POR: EL POLIDEPORTIVO / CRÓNICA
Por: Emilio Gutiérrez Yance
Cartagena de Indias. D.T. y C. 06:055 pm.
Por: Emilio Gutiérrez Yance
Hoy, 17 de enero, Colombia hizo una pausa.
No fue un alto impuesto por el ruido del día, sino una detención íntima, casi espiritual. El país contuvo el aliento y, por un instante, el tiempo pareció caminar más despacio. No fue un silencio vacío; fue memoria.

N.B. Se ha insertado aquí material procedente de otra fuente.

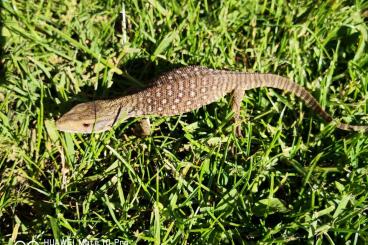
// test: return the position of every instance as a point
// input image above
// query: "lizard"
(182, 90)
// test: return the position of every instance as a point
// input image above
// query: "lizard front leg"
(237, 98)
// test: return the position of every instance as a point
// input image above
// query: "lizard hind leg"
(237, 98)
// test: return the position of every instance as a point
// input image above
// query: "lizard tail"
(255, 80)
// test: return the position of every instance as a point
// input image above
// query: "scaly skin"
(183, 90)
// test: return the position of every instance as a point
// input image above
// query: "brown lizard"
(183, 90)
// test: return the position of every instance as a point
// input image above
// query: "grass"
(291, 178)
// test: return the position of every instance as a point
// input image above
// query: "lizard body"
(183, 90)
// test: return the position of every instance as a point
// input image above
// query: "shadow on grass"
(2, 44)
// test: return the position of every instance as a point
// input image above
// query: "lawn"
(290, 178)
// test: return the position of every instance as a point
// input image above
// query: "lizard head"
(89, 117)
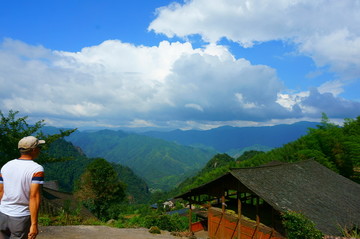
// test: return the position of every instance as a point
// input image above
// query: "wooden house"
(258, 195)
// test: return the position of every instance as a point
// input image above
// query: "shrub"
(297, 226)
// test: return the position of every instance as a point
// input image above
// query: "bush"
(297, 226)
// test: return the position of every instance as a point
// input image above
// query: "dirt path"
(99, 232)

Una memoria que se elevó en una eucaristía marcada por miradas bajas y manos entrelazadas; que se encendió en la llama temblorosa de una vela que, en Cartagena, se negó a apagarse; que a pesar de la brisa persistente del Caribe, permaneció encendida, firme, como los nombres que honra; que se reflejó en el pabellón nacional izado a media asta, ondeando con respeto; y que se selló en un minuto de silencio tan profundo que se volvió palabra no dicha.
Como legado histórico de resiliencia para las nuevas generaciones, Colombia conmemoró el Día del Estudiante de Policía, honrando a los Subtenientes del curso 112 de oficiales. Jóvenes que llegaron con maletas cargadas de sueños y corazones dispuestos al servicio; que eligieron la disciplina y la patria como proyecto de vida, y que partieron demasiado pronto, dejando sus nombres grabados para siempre en la memoria colectiva de la nación.